MS Drug Under Study No Longer Being Given in Higher Doses to Patients
Teva Pharmaceutical Industries Ltd. and Active Biotech have discontinued the use of higher doses of the drug laquinimod in two ongoing multiple sclerosis (MS) studies. The decision was based on a recommendation by the Data Monitoring Committee (DMC) that is supervising the clinical trials after cardiovascular events, none of which were fatal, were reported in eight patients.

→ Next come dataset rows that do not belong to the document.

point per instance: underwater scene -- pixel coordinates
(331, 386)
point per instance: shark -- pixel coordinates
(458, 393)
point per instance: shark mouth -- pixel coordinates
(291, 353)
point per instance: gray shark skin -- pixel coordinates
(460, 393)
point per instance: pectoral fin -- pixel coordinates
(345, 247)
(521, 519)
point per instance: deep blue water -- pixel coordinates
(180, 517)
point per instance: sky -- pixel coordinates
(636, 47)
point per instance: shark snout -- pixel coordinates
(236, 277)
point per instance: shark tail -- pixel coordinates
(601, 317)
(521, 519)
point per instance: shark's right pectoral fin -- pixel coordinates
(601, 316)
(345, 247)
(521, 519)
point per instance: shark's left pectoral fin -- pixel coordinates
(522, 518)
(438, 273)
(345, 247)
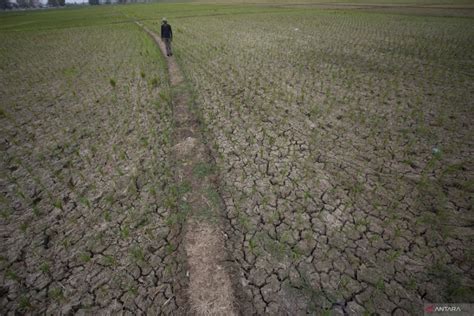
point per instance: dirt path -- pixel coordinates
(210, 288)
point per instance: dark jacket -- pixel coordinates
(166, 31)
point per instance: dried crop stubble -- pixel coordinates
(86, 222)
(344, 141)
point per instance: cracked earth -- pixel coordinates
(331, 175)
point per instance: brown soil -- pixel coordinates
(210, 288)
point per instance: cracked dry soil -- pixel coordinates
(210, 289)
(88, 224)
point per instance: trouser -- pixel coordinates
(168, 46)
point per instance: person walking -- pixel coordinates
(166, 36)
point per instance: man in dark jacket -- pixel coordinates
(167, 36)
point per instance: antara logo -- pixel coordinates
(447, 308)
(442, 308)
(429, 308)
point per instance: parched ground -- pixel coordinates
(344, 141)
(86, 186)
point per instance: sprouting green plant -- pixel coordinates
(107, 216)
(85, 257)
(45, 268)
(110, 260)
(203, 169)
(125, 232)
(11, 275)
(137, 254)
(56, 294)
(24, 226)
(24, 303)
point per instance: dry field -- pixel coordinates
(344, 144)
(343, 158)
(86, 222)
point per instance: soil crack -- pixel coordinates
(210, 289)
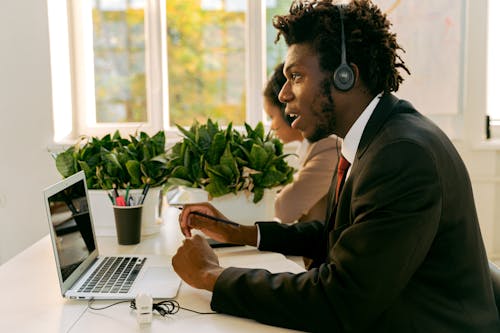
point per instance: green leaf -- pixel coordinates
(65, 163)
(258, 194)
(258, 157)
(134, 171)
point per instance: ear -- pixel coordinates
(355, 71)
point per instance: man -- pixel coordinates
(401, 249)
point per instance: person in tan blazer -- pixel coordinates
(305, 199)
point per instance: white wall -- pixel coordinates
(25, 123)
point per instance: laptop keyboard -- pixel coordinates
(113, 275)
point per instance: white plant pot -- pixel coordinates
(237, 207)
(104, 219)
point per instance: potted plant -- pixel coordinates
(238, 172)
(122, 162)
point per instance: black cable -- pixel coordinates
(164, 308)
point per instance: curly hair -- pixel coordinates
(273, 87)
(369, 43)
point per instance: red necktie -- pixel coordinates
(342, 168)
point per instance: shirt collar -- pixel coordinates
(353, 137)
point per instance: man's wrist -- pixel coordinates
(247, 235)
(211, 276)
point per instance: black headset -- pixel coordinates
(343, 77)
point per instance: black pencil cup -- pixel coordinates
(128, 224)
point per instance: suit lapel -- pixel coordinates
(379, 116)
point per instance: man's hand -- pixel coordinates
(196, 263)
(219, 231)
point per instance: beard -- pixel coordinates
(323, 110)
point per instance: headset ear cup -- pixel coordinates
(343, 77)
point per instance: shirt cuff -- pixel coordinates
(258, 235)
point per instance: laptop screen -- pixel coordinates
(72, 228)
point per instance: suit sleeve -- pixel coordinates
(312, 183)
(395, 207)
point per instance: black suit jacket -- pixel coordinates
(402, 253)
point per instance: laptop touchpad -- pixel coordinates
(161, 281)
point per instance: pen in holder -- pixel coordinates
(128, 214)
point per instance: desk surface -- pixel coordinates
(31, 299)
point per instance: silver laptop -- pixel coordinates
(83, 273)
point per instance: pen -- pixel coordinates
(215, 218)
(144, 192)
(126, 194)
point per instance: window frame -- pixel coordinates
(82, 80)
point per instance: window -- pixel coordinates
(493, 72)
(151, 64)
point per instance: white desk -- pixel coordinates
(31, 299)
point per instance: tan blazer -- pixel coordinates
(306, 198)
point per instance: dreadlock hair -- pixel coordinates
(273, 87)
(369, 43)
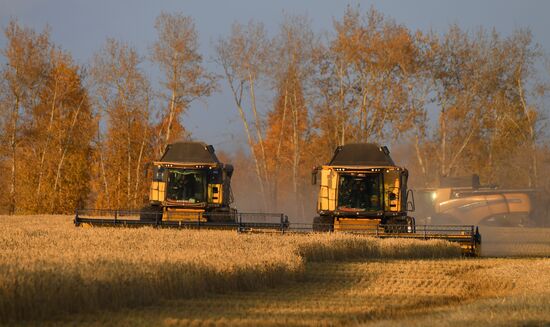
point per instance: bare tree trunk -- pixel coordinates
(138, 166)
(296, 156)
(278, 153)
(342, 105)
(13, 145)
(66, 146)
(48, 139)
(238, 98)
(532, 135)
(170, 119)
(419, 157)
(443, 141)
(258, 131)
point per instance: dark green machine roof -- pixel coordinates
(361, 154)
(183, 152)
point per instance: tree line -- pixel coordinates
(452, 103)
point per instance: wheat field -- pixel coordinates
(50, 269)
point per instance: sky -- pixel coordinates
(81, 27)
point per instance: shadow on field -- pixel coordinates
(515, 242)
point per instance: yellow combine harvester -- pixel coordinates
(363, 191)
(464, 200)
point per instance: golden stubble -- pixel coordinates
(49, 267)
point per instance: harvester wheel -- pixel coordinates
(150, 214)
(224, 216)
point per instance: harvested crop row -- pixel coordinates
(47, 266)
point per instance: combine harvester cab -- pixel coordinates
(362, 191)
(190, 188)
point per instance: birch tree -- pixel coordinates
(243, 58)
(123, 95)
(26, 66)
(185, 79)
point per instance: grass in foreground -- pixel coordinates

The DMC identified an imbalance in the number of cardiovascular events being reported, according to a press release. Seven of the events were detected in patients receiving 1.2 mg of laquinimod every day for the treatment of relapsing-remitting MS (RRMS) in the CONCERTO clinical trial, which has 2,199 patients enrolled. No events were observed in the 0.6 mg laquinimod or placebo patient groups in this Phase 3 study.
The eighth cardiovascular event was reported in the 1.5 mg daily-dose arm of the ARPEGGIO clinical trial assessing laquinimod in primary progressive MS (PPMS). In total, the Phase 2 ARPEGGIO trial has 191 patients currently enrolled.
Teva is notifying all sites in both trials to stop the administration of laquinimod at higher doses, and encouraging participants to continue the follow-up part of the studies. Laquinimod is a once-daily oral, CNS-active immunomodulator with a novel mechanism of action being developed as a possible treatment for relapsing-remitting MS, primary-progressive MS, and Huntington’s disease.
The DMC did not identify cardiovascular events at the lower laquinimod dose, but recommends long-term monitoring. Both the CONCERTO and ARPEGGIO trials will continue the lower-dose arms (0.6 mg a day) and all participants will be given an update to confirm participation re-consent.
Teva has completed large trials and is currently doing long-term extension studies at the 0.6 mg dose level without cardiovascular concerns.
Teva, headquartered in Israel, is a leading global pharmaceutical company developing innovative treatments for disorders affecting the central nervous and the respiratory systems. The company, though a licensing agreement, has global rights to develop and market laquinimod, discovered by Active Biotech.